Can someone describe the capabilities of the 2D cache? Section 184.108.40.206 says it is optimized for 2D spatial locality, but I can’t find any details. For example if I have a 2D texture of ulong4, how many texels are in the same cache block? Am I correct in assuming the cache blocks are regular sized squares tiling across the texture? I am having good results empirically when the data is organized into 32x32 blocks, but I’m not 100% sure if this is just accidental. Do the cache block sizes depend on the memory type?
I’m not able to answer your question, but I prove 2 results I went through:
1, if randomly accessed, the 2d texture doesn’t surpass global memory. Even if the whole data size is less than 8k(cache size), texture cache helps little, the perf is the same with that in global memory. I can’t think of why.
2, the load from globalmemory -> shared memory or register is block-based, not word-based. ie. One loading such as sm[tx]= (int) gm[i]; can bring more than what we want from global memory. So we have room to utilize spatial locality and think of a little cache.
I’m sorry I can’t give you an answer. But I got another question regarding texture cache:
Section 5.1 (General Specification) says “The cache working set for 1D textures is 8 KB per multiprocessor”.
I am confused about the “1D”. What does this mean? Only 2D-Textures get cached? Probably not.
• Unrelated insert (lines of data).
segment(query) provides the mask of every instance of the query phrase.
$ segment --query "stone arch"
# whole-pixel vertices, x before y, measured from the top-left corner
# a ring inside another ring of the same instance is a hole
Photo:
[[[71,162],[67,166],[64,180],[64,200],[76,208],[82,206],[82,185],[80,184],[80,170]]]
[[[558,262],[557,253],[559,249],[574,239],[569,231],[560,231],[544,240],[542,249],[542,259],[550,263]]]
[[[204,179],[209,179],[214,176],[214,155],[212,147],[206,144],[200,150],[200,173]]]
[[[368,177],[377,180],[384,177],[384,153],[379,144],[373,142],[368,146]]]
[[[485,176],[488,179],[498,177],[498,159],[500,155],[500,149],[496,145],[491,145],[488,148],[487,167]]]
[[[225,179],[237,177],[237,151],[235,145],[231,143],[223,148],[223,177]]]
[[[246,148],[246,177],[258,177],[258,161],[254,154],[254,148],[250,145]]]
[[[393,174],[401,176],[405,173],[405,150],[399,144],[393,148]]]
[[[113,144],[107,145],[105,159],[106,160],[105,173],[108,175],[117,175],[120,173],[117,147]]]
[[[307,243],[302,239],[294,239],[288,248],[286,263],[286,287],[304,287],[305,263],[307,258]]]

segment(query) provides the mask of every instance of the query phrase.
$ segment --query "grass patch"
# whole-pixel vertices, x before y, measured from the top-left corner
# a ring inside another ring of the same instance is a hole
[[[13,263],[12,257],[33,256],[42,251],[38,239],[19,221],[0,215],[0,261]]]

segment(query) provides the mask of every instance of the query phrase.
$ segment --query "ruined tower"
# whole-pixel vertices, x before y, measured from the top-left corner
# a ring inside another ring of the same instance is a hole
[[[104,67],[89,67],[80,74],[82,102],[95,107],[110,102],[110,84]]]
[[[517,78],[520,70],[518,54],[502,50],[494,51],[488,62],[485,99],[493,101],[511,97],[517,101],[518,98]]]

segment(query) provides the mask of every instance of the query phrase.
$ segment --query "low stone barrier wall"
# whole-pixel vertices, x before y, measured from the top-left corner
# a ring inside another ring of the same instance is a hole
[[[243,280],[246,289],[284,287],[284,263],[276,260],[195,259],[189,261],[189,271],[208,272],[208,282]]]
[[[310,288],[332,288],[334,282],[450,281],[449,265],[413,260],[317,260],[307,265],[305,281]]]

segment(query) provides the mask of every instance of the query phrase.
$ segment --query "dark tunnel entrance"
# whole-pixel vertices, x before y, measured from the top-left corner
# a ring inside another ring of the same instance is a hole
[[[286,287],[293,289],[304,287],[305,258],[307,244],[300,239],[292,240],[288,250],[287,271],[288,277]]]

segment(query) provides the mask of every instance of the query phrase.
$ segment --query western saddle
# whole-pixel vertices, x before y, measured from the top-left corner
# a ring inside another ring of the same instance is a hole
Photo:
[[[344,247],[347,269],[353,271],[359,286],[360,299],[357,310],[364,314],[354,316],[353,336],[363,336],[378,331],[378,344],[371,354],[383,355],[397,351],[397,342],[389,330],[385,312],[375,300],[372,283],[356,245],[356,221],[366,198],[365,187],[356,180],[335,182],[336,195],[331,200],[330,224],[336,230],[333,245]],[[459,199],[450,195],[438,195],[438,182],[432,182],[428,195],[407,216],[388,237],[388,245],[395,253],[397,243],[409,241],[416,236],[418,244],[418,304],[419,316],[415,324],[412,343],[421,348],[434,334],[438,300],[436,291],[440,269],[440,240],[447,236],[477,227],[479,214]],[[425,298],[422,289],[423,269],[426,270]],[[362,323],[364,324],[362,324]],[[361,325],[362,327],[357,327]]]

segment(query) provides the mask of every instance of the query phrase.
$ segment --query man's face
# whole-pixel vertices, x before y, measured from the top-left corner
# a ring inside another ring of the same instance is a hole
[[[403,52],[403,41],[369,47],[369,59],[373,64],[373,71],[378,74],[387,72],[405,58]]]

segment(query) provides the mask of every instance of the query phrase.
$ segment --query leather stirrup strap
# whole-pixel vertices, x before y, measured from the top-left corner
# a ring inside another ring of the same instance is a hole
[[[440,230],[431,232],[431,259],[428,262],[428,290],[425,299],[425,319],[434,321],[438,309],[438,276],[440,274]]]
1D textures are bound to linear memory. They are cached but exhibit obviously only coherency in the “storage direction” of the linear memory, which is basically the same effect that you get with coalesced global memory access.
2D textures are stored in an array memory layout and have a special 2D cache. No GPU vendor will tell you exactly how this works, but the effect is that accesses are faster in both dimensions now.
The texture cache works very well. See my post in the other thread. Using the texture cache in this example speeds up the execution by a factor of 2 per thread from 77220 to 45156 in the mean (screenshots 3 & 5).